2 Layer NN: A Mathematical Deep Dive
In this post, we peel back the abstraction layers of modern deep learning frameworks by performing a rigorous mathematical deep dive into a 2-Layer Fully Connected Neural Network. We will trace the input dimensions as they transform through the forward pass, and manually derive the gradients for the backward pass. By the end of this tutorial, you won't just know that it works—you'll understand exactly how the numbers flow.
Introduction
It is easy to take modern deep learning frameworks for granted.
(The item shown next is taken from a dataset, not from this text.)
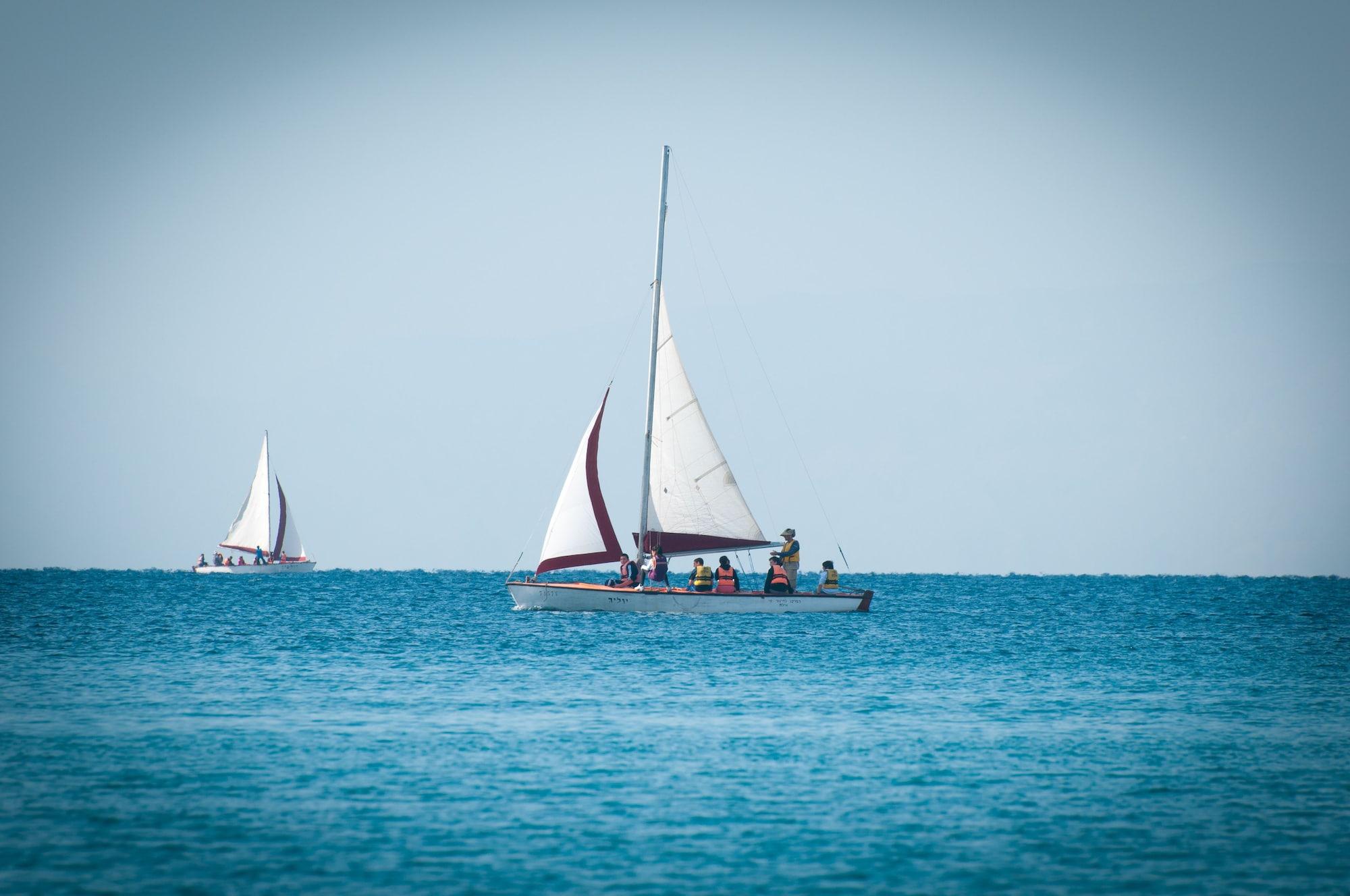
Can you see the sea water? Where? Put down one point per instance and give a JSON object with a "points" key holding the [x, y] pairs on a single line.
{"points": [[408, 732]]}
We define layers, call .backward(), and the magic happens. But treating Neural Networks as a “black box” often leads to debugging nightmares when dimensions mismatch or gradients explode.
To truly master deep learning, one must understand the engine under the hood: Matrix Calculus.
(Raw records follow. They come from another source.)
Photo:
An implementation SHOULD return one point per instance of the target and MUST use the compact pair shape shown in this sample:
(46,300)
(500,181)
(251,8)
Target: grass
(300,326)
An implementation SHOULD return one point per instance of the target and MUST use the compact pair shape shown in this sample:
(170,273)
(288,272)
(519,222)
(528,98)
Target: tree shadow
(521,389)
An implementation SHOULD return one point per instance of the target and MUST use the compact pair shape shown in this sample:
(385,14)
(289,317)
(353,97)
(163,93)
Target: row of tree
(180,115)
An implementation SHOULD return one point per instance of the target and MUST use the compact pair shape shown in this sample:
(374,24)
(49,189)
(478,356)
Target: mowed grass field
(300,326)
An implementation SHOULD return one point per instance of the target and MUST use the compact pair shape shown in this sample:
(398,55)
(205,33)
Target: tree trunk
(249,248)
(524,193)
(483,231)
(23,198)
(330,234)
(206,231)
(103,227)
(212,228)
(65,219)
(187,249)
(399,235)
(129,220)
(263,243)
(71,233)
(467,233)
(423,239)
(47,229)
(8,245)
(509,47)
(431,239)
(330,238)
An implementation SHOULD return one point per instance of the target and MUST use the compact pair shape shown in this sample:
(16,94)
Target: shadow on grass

In this post, we peel back the abstraction layers by performing a rigorous mathematical deep dive into a 2-Layer Fully Connected Neural Network. We will trace the input dimensions as they transform through the forward pass, and manually derive the gradients for the backward pass. By the end of this tutorial, you won’t just know that it works—you’ll understand exactly how the numbers flow.
The Computation Graph
Notice that at various nodes in the graph, I have extended the layer input matrices to include a column vector of 1s, this is to accommodate bias and weight calculations together making the process a little less tedious!
Forward Pass
Input
We start off with an input batch of Images:
- Each image reshaped to a row vector of size $[1, 28 \times 28] = [1, 784]$
- Assuming that we have a batch of $N$ images, the size of the input matrix now becomes $[N, 784]$.
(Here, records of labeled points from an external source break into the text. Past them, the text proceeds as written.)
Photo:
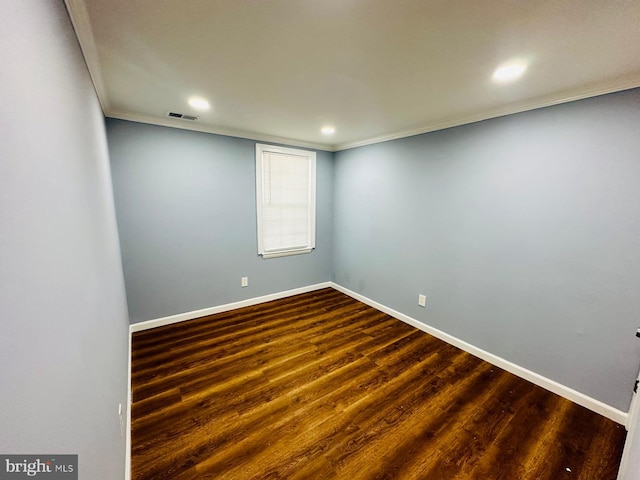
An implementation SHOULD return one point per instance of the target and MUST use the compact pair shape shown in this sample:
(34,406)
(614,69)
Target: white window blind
(285,192)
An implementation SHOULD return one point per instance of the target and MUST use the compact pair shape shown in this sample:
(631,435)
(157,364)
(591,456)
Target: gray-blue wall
(522,231)
(186,211)
(63,314)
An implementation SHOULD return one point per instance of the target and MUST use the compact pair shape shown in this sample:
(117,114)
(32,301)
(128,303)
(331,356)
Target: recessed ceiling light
(199,103)
(509,72)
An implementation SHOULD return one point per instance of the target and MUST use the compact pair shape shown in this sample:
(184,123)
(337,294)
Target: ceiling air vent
(181,115)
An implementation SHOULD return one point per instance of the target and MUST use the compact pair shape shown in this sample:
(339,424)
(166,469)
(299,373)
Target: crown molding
(229,132)
(623,83)
(79,16)
(81,23)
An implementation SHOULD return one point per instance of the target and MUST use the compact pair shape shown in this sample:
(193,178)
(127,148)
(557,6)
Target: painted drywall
(63,345)
(521,231)
(186,211)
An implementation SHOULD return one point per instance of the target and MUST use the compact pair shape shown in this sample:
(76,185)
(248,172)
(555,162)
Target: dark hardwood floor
(320,386)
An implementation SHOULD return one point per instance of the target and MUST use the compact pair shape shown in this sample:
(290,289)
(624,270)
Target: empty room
(320,240)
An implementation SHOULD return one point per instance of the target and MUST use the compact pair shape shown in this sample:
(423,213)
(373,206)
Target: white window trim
(311,156)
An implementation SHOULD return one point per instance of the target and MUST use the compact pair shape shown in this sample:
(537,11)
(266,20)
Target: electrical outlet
(422,300)
(121,419)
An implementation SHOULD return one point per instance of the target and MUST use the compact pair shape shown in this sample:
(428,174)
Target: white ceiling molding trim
(82,26)
(188,125)
(618,85)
What’s with the batch of 1s? That’s what we’re getting at in the next step!
Hidden Layer 1
Linear Transformation
- The very first forward step in the network involves transforming each sample in the input batch from its input dimension $784$ to the representational size of the first hidden layer $h_1$. By practice, this involves a linear transformation with a weight matrix $W_1$ followed by adding a bias $b_1$. Although intuitive enough, let’s walk through the sizes of all of these matrices for our example:
- $X \in \mathbb{R}^{N \times 784}$
- $W_1 \in \mathbb{R}^{784 \times h_1}$
- $b_1 \in \mathbb{R}^{1 \times h_1}$
This leads us to the following linear transformation operation:
$T_1 = X W_1 + b_1$
The resulting matrix $T_1$ will have dimensions $N×h_1$, where the bias vector $b_1$ is broadcast across the N batches.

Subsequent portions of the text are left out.